Helga Nowotny asserts that an historical perspective regarding social time is exhibited in work of Norbert Elias, for whom knowledge about time is not connected to an invariant part of nature. Instead, time-knowledge is passed down via generations of humans, in which time-standards are both created, and made durable. 

The formation of time concepts and the making of time measurements, i.e. the production of devices as well as their use and social function, become for him [Norbert Elias] a problem of social knowledge and its formation. It is couched in the long-term perspective of evolution of human societies. Knowledge about time is not knowledge about an invariant part or object of nature. Time is not a quality inherent in things, nor invariant across human societies. Nor is it solely the result of a specific human capacity for concept formation in the sense of creating ever more abstract synthetic concepts. It is also a capacity inherent in the societal evolutionary process, connected to the ability of learning and the passing on of knowledge to the next generation about how to order events both in sequence and in synchrony. But at the same time this remarkable capacity is also ‘creating’ and ‘setting time’ which then is felt as exerting a compelling influence upon actors (Nowotny 1992, 436-37).

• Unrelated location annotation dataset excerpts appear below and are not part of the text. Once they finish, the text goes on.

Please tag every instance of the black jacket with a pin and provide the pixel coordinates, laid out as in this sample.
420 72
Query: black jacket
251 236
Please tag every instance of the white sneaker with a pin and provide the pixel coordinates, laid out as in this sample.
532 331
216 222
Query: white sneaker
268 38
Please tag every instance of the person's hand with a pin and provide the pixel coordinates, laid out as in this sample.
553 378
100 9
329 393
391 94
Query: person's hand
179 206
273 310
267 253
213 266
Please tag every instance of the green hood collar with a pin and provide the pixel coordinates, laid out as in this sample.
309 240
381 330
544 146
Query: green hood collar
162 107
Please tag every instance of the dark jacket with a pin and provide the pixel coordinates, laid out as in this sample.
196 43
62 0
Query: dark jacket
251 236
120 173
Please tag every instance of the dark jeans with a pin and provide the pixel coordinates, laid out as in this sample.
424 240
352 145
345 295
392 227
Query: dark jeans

Nowotny, Helga. 1992. “Time and social theory: Towards a social theory of time.” Time & society 1(3): 421-54.


Norbert Elias interrogates the conceptual separation of natural time and social time by noting that, contrary to the impression of an autonomous natural rhythm waiting to be discovered, a sense of natural time is shaped via devices that were originally developed for the measurement of human, social time. Natural, physical time, duly manifests, and diverges, from human time concepts.

[N]ever before had human-made time-pieces been used in this manner as a measuring rod for physical processes. The clepsydra, an elaborate version of which he used in his experiments, was traditionally a timepiece employed for timing human affairs. It was a social time-meter. Timing had been human centered. Galileo’s innovatory imagination led him to change the function of the ancient timing device by using it systematically as a gauge not for the flux of social but of natural events. In that way a new concept of ‘time’, that of physical time, began to branch off from the older, relatively more unitary human-centred concept. It was the corollary of a corresponding change in people’s concept of nature. Increasingly, ‘nature’ assumed in people’s eyes the character of an autonomous, mechanical nexus of events which was purposeless, but well ordered: it obeyed ‘laws’…

The significance of this emergence of the concept of ‘physical’ time from the matrix of ‘social time’ can hardly be overrated. It went hand in hand with the emergence of a new function for human-made timepieces; it implied the timing of ‘nature’ for its own sake. Hence it was one of the earliest steps in a process of concept-formation whose results today have become fossilized and are very much taken for granted – steps on the road towards the conceptual split of the universe which has come to dominate increasingly people’s modes of speaking and thinking and which appears as a consensual axiom that no one can doubt. As an autonomous nexus represented by eternal laws, ‘nature’ appears to stand on one side, people and their social world – artificial, arbitrary and structure-less – on the other. Endowed with regularities of its own, ‘nature’ as an object of people’s studies seems to be, in some way not clearly explained, divorced from the world of humans. One has not yet come to recognize that the illusion arises from the very fact that humans have learned to distance themselves, in their reflection and observation, from ‘nature’ in order to explore it – to distance themselves more from ‘nature’ than from themselves. In their imagination, the greater distancing and self-discipline required for the exploration of the inanimate nexus of events transformed itself into the notion of a really existing distance between themselves, the subjects, and ‘nature’, the nexus of objects…

In connection with this wider conceptual divide ‘time’, too, came to be divided into two different types: physical and social ‘time’. In the former sense, ‘time’  appeared as an aspect of ‘physical nature’, as one of the unchanging variables which physicists measure and which, as such, plays its part in the mathematical equations intended as symbolic representations of nature’s ‘laws’. In the latter sense, ‘time’ had the character of a social institution, a regulator of social events, a mode of human experience – and clocks had that of an integral part of a social order which could not work without them (Elias 1992, 114-16).

Elias, Norbert. 1992. Time: An Essay. Translated by Edmund Jephcott. Oxford and Cambridge: Blackwell.